Does your off-site data centre have to be within commuting distance? Perhaps not. Should it at least be in the same country? According to Megan Richards, a European Commission director and acting deputy director general of Information Society and Media, “it shouldn’t matter where data is held as long as our [EC] rules apply”.
Since 1995 there has been a directive, rather than a piece of legislature, for EU countries regarding off-site data storage. Currently, individual states can implement the directive as and how they wish, making off-shore data storage very risky for any company with sensitive data.
The proposed reforms, in motion since January of this year, aim to bring all 27 EU member states up to the same speed by binding them under a common law. Thus, in theory, once all members adopt the law, a company based in the UK would have as much confidence that their data would be as securely protected in Romania as it would be in the UK.

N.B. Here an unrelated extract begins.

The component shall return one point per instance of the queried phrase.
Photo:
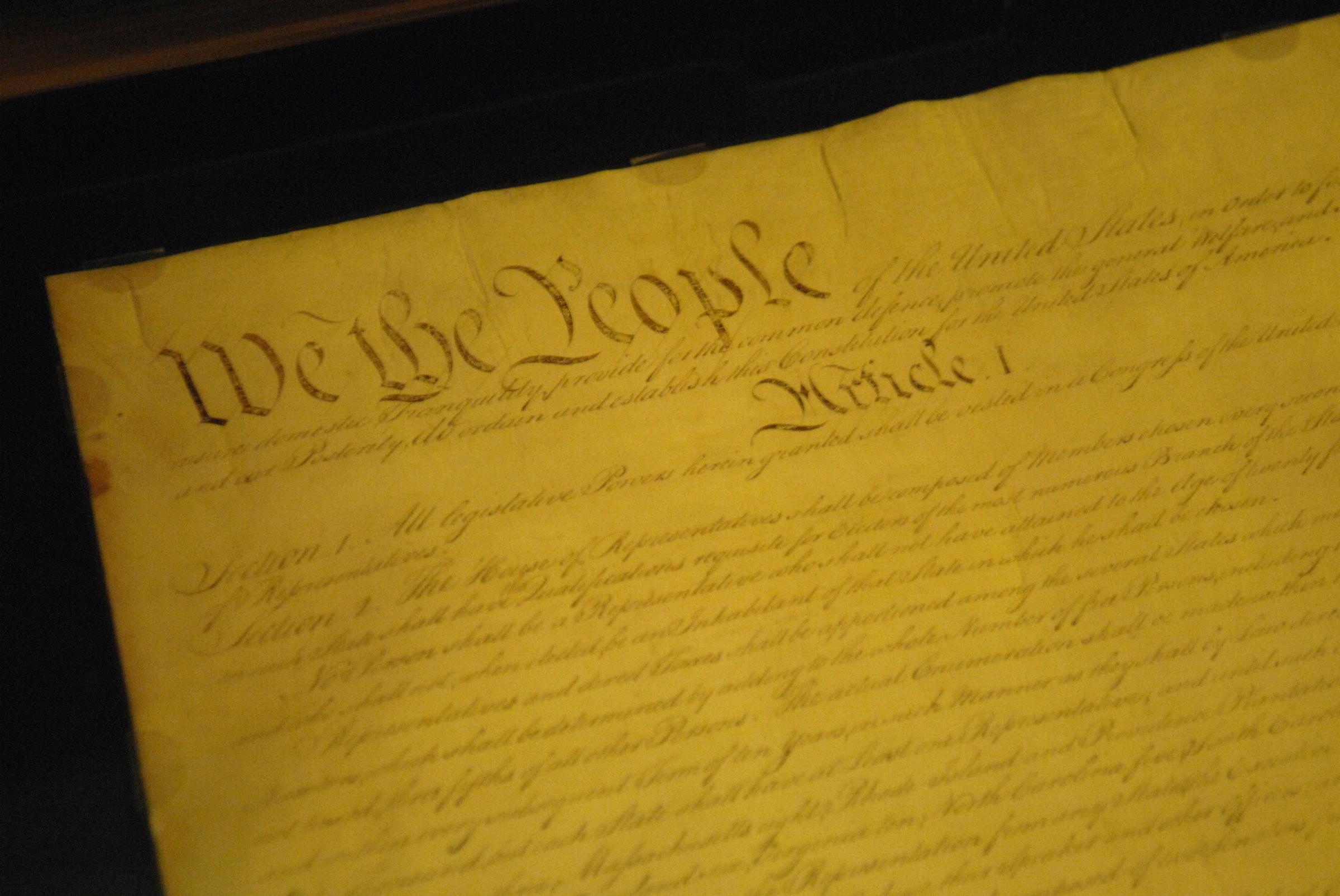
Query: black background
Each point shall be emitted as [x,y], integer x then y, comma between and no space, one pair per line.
[389,119]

Richards’ comments came at this week’s Cloud Computing World Forum (CCWF2012) in London and were made in relation to the importance of cloud computing to the five biggest European economies between now and 2020 (€700 bn and 5 million new jobs of importance to give a rough estimate).
Richards spoke of improving data security as part of progressing cloud computing throughout Europe. However, on top of data security improving, Europe’s broadband needs to be of a consistently high quality, something that isn’t currently so. If internet speeds improve, cloud computing promises to be a tool that all of Europe can utilise.